For me personally, engagement and direct diplomacy are the much more interesting aspects of the broader field of digital diplomacy as they seem to represent more significant departures from analog diplomacy.

As I work myself more into the direct diplomacy subject matter, I suspect that some of the necessary differentiation will happen in my writing as well, perhaps through some posts that aim to clarify some distinctions, but also through the “categories” scheme for this blog.

Measurement

Clearly, evidence showing the impact of direct diplomacy efforts is somewhat of a holy grail, i.e. a goal that drives the field of practitioners and analysts alike, but that most likely will never be reached. This is another aspect that is shared between digital diplomacy and efforts of knowledge translation and dissemination by academics. While metrics of the impact of academic work were imperfect in an analog world (citation counts, journal impact factors, etc.), quantitative measures are even less convincing in a digital age. For diplomats, requests for measurement of impact are somewhat new in a digital era as such requests were not required to motivate/fund analog diplomacy efforts in the same way.

While measurements might remain elusive, striving for ways to capture some aspects of impact certainly is an important task for researchers and practitioners.

Better Policy Based on Stakeholder Engagement

The greatest promise of direct diplomacy remains – in my mind – that engagement of foreign policy stakeholders abroad and at home will make for better policy. That, however, remains a – very convincing – thesis and will not be tested until we find better platforms, communication tools, and mechanisms for engagement. Challenges that are often highlighted in discussions about engagement are limited resources (it appears to be less resource-consuming to speak to many than to listen to even a few stakeholders), “trolls”, and the need for secrecy and discretion.

One of the aspects of stakeholder engagement in policy making that I’m looking to develop further is governments and policy-makers “thinking out loud” more and more publicly.

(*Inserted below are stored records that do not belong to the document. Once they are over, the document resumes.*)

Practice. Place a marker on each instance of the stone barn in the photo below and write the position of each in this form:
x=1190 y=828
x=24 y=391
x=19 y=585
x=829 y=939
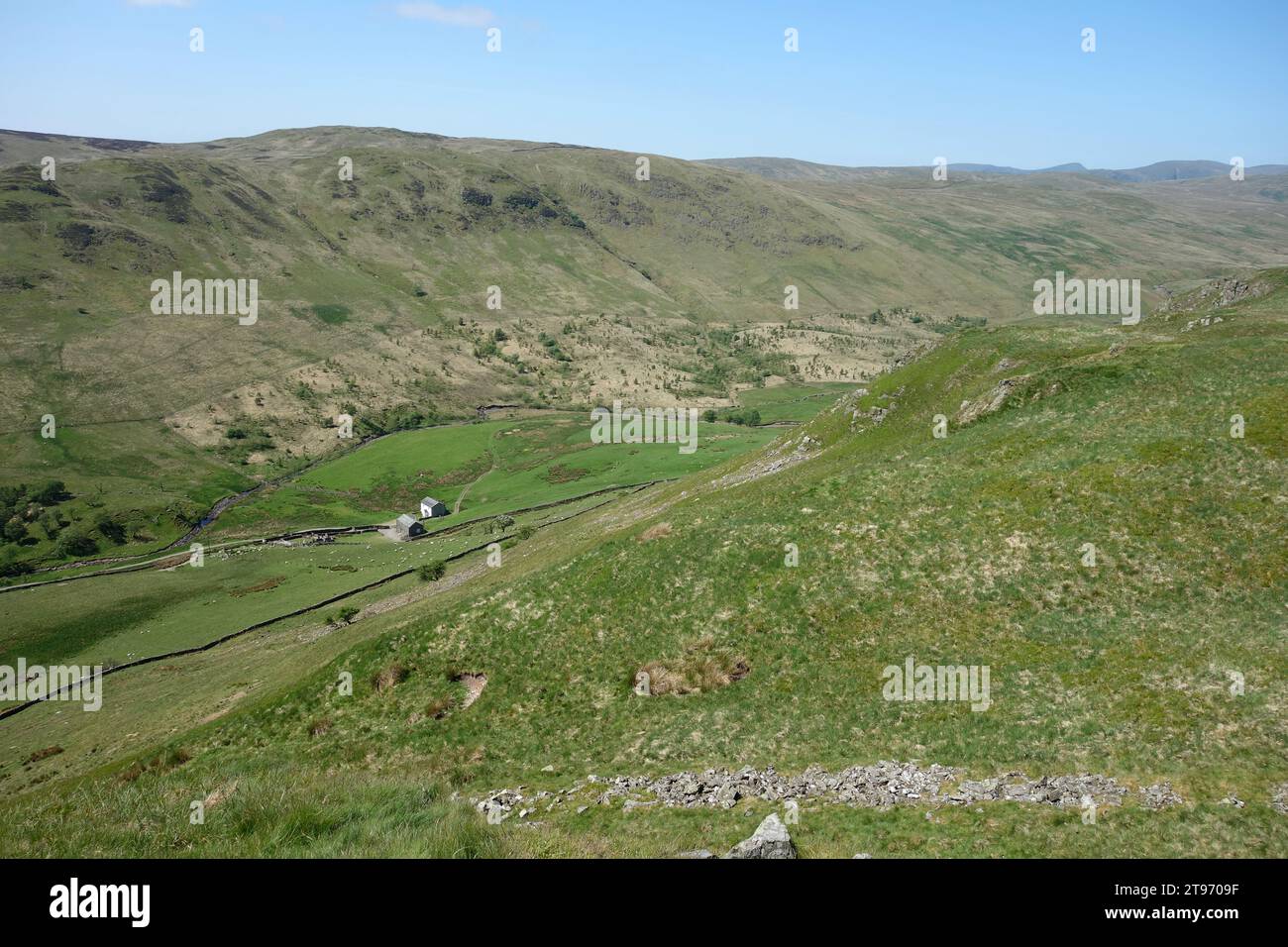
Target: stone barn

Rather than request input on a near-finalized policy, why not ask for views on different options that are under consideration? Obviously, this would only be feasible for diplomatic initiatives that do not include private/secret negotiations or even mild confrontations. But in those cases, it strikes me that an open process would be more likely to strengthen the results than consultation on a nearly-finalized policy.

Format

I will likely select a new theme for the blog simply to refresh the visual impression. I am looking at themes that maximize opportunities and visibility for comments.

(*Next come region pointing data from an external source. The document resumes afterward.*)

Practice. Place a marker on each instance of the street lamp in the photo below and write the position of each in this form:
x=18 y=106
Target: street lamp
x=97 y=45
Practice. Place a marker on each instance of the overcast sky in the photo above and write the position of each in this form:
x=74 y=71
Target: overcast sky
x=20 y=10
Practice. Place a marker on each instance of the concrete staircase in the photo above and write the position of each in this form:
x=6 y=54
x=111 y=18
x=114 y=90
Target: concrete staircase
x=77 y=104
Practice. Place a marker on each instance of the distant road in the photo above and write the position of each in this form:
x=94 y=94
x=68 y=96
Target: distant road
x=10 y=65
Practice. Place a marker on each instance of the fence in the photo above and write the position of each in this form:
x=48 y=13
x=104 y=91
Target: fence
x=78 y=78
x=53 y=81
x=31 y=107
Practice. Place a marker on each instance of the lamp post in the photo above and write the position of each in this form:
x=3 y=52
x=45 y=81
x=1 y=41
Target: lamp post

I also find myself challenged by the high standard of bilingualism set by the project so far. While bilingualism is a huge Canadian asset, my French is passive (i.e. I don’t write, certainly not correctly, in French), it is not widespread in BC and thus is a challenge in recruiting graduate student collaborators who might post in French or translate to French. Something to continue to consider.

I do very much plan to continue to involve graduate students in the project. In my case, that will be primarily students in UBC’s Master of Public Policy and Global Affairs and in my course on “Communicating Policy” most directly.